Lehigh Valley Weather Patrol Predicts Lots of Snow

Weather watchers Bobby and Suzy have a fast-growing fan base

Starting your own weather service seems a bit like creating your own mail delivery – the kind of thing only new countries and millionaire businessmen do.

Bobby Martrich and Susan Haberacker are neither but they managed to launch the “Lehigh Valley Weather Patrol with Bobby and Suzy” 11 months ago and have seen it grow by great gusts. The Weather Patrol, which issues forecasts from its Facebook page, has more than 4,300 fans.

Its popularity has encouraged Martrich and Haberacker, both 35, to move the Weather Patrol to its own web site in January and sell advertisements to offset costs and make money for their labors. The business partners plan to drop their names from the title when it moves to www.lehighvalleyweatherpatrol.com  

Even after Martrich struck out on the Dec. 7 “storm” (he predicted 3-6 inches, the National Weather Service said 2-4 inches and the area got zip) the site gained followers. “This was a blown call and it still went up by 1,200 [fans],” he said in a recent interview.

That might be because he doesn’t whiff often.

“Last [winter] I was 11 for 12 in predicting snow level amounts,” said Martrich, who is the Patrol’s meteorologist. “Every time I’d get a correct call, the fan base would go up.”

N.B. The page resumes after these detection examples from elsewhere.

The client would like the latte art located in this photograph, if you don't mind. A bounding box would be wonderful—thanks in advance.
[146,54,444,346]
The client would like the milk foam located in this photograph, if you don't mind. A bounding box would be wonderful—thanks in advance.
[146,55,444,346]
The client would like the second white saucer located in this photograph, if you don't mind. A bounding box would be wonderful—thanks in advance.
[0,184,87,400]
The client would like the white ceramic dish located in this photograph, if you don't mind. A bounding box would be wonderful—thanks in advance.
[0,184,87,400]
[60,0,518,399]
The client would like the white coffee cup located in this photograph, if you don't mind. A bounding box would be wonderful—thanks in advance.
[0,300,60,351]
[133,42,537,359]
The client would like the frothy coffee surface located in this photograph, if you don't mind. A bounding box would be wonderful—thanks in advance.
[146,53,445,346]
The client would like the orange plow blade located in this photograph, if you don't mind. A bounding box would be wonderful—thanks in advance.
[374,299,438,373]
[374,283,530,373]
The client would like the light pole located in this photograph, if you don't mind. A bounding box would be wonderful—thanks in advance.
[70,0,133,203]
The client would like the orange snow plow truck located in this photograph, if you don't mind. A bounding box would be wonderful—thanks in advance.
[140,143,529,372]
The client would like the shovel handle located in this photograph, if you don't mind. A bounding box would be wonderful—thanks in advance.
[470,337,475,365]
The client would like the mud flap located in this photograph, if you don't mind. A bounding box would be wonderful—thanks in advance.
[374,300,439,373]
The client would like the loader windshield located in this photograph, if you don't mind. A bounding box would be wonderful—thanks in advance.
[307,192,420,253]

This winter, he’s predicting total snowfall of 45-60 inches, including the snow that fell on Oct. 29. A normal winter in the Valley sees 32.9 inches.

Tropical Storm Irene in August was the turning point for the Weather Patrol, Haberacker said, with the page adding 1,800 fans.  

The service’s interactive nature appears to be a draw for many of them; after Martrich apologized for his Dec. 7 forecast, scores of fans weighed in with comments.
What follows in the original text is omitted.